Broadcast network CBS will be advertising its autumn TV season with a video-chip ad embedded in an issue of Entertainment Weekly.
The 18 September issue of the Time Inc-owned magazine will feature the first video ad to appear in print, George Schweitzer, CBS marketing president, said on Wednesday at a press conference at the company's headquarters in New York.
The ad will be launched in partnership with PepsiCo to promote Pepsi Max soda and the TV network's Monday prime-time lineup. Not everyone will be seeing it: the ad will appear in a magazine insert sent to subscribers in the New York and Los Angeles areas, while an edition without the video chip will be sent to subscribers elsewhere and show up on newsstands.
The technology for the battery-powered ads was manufactured by a Los Angeles-based company called Americhip, and each ad can handle about 40 minutes of video.
The Americhip technology features a screen 2.7mm thick, with a 320x240 resolution.
The battery lasts for about 65 to 70 minutes, and can be recharged with a mini USB cord — there is a jack on the back of it. The screen, which uses thin film transistor liquid crystal display (TFT LCD) technology, is enforced by protective polycarbonate.
It is a product that has been in development at Americhip for about two years, spokesman Tim Clegg told ZDNet UK's sister site, CNET News.com, via email.
"It's leadership in innovation, which we really stress at CBS in every part of our company," Schweitzer said of the ads, which were developed with the collaboration of the Ignition Factory, a division of the Omnicom Group's OMD media agency.
PepsiCo has been experimenting with edgy, experimental ads for some time now — for example, distributing millions of 3D glasses for its SoBe LifeWater Super Bowl ad earlier this year.

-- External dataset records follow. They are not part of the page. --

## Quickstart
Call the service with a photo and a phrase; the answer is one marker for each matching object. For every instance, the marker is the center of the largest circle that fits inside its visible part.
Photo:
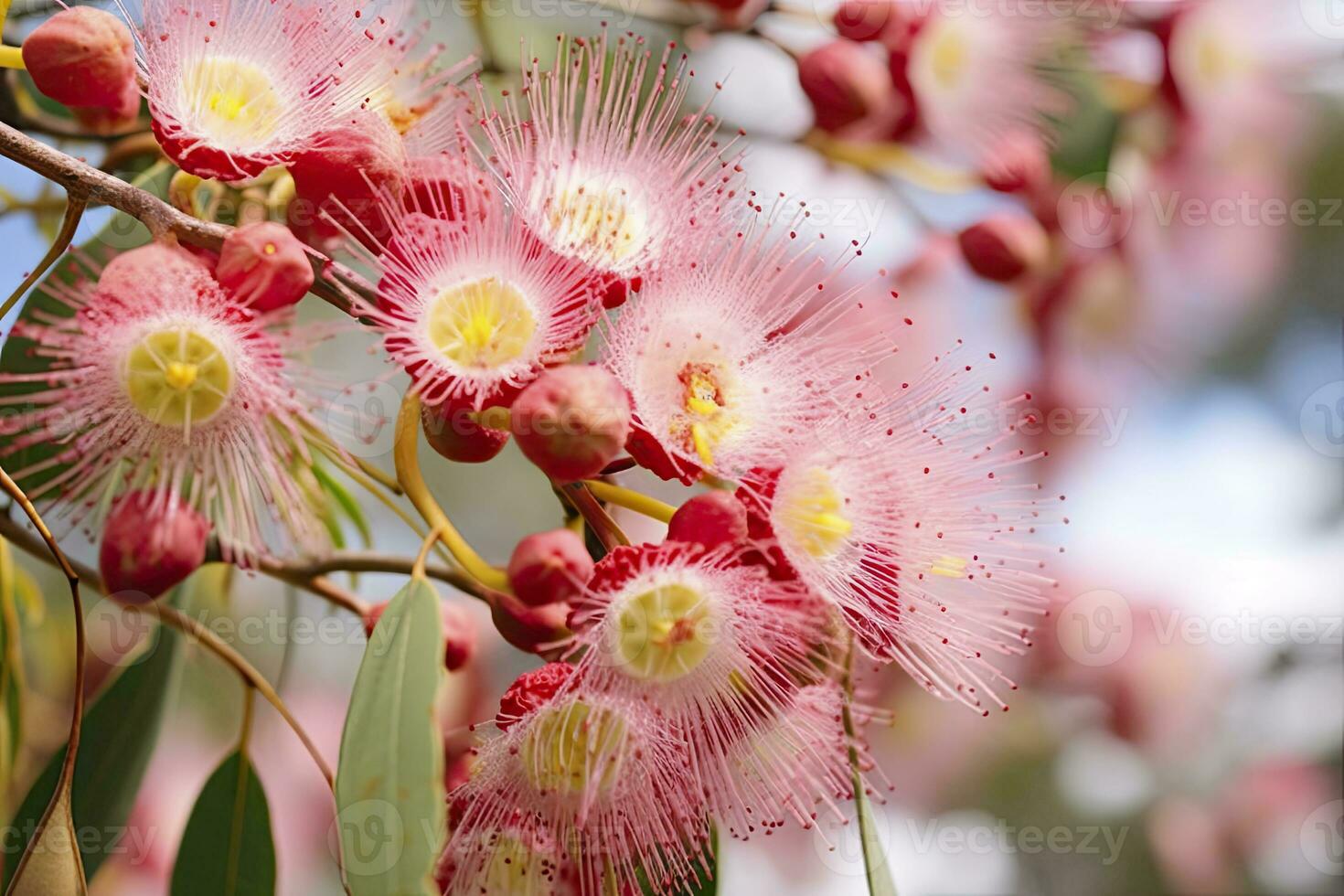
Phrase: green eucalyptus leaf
(228, 848)
(11, 663)
(120, 732)
(347, 503)
(390, 782)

More recently, it launched a new Mountain Dew flavour by inviting prominent Twitter users to a party at a trendy Brooklyn venue.
"The evolution of marketing television in the fall — it used to be as simple as this," Schweitzer said, holding up a vintage copy of a US TV guide. "It was axiomatic in those days. If you took an ad in TV Guide, people watched your programme. Not anymore."
ZDNet UK is published by CBS Interactive, a unit of CBS.